The only surprise so far has been how unashamedly and nakedly partisan Republicans have been throughout this process; but given the trend of their actions over the past few years, I am honestly not sure why that surprised me.
Will this utter disregard for how things look -- the sense of impunity that comes with feeling that one can wield unchecked power -- now carry over from Senate Republicans to the Supreme Court's majority of five hard-right movement conservatives? Or will they continue to dress up their partisanship in nice words and high-sounding principles?
I will attempt to answer that question here. In my next column on Thursday, I will explore what the newly reinforced arch-conservative majority will do to dismantle constitutional law -- and modern government -- as we know it. [9/13 Update: That column will be published next Tuesday, 9/18.]
In July, I wrote a column here on Dorf on Law, "How Bad Will Things Become? Part One,"in which I began to assess the damage that Kavanaugh's addition to the Court might wreak.
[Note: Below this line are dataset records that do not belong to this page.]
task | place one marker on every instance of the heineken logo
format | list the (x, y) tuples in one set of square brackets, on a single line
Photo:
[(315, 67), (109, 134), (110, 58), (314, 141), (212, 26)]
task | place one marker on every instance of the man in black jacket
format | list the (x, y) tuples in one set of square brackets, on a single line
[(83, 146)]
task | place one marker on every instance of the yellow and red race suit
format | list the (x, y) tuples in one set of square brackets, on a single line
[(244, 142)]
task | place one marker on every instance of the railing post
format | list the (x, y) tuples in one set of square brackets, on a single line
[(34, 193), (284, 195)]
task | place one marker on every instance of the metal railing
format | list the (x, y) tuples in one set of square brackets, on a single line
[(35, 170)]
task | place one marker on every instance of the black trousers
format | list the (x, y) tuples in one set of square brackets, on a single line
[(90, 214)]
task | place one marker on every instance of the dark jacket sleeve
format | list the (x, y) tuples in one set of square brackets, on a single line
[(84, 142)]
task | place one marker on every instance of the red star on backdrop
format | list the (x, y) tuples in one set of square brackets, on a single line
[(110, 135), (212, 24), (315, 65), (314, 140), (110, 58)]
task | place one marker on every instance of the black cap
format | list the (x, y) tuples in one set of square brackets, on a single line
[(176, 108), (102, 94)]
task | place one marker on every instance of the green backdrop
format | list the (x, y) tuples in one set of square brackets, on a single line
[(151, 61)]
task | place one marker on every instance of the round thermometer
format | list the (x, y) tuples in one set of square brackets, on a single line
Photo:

This past Friday, I published, "How Bad Will Things Become? Part Two," on Verdict. This week's two columns might be the final entries in the series, but I make no promises.
One notable point about my Part One column has nothing to do with Kavanaugh or the Court. That column was all but hijacked by Trump's shocking performance earlier that week in Helsinki in his joint press conference with Vladimir Putin. People often comment on the sense of disorientation that comes from the pace of horrifying news in the Trump era, and nothing demonstrates that point better than the fact that acts that were reasonably described as "treasonous" are now barely within our memory, even though they happened less than two months ago.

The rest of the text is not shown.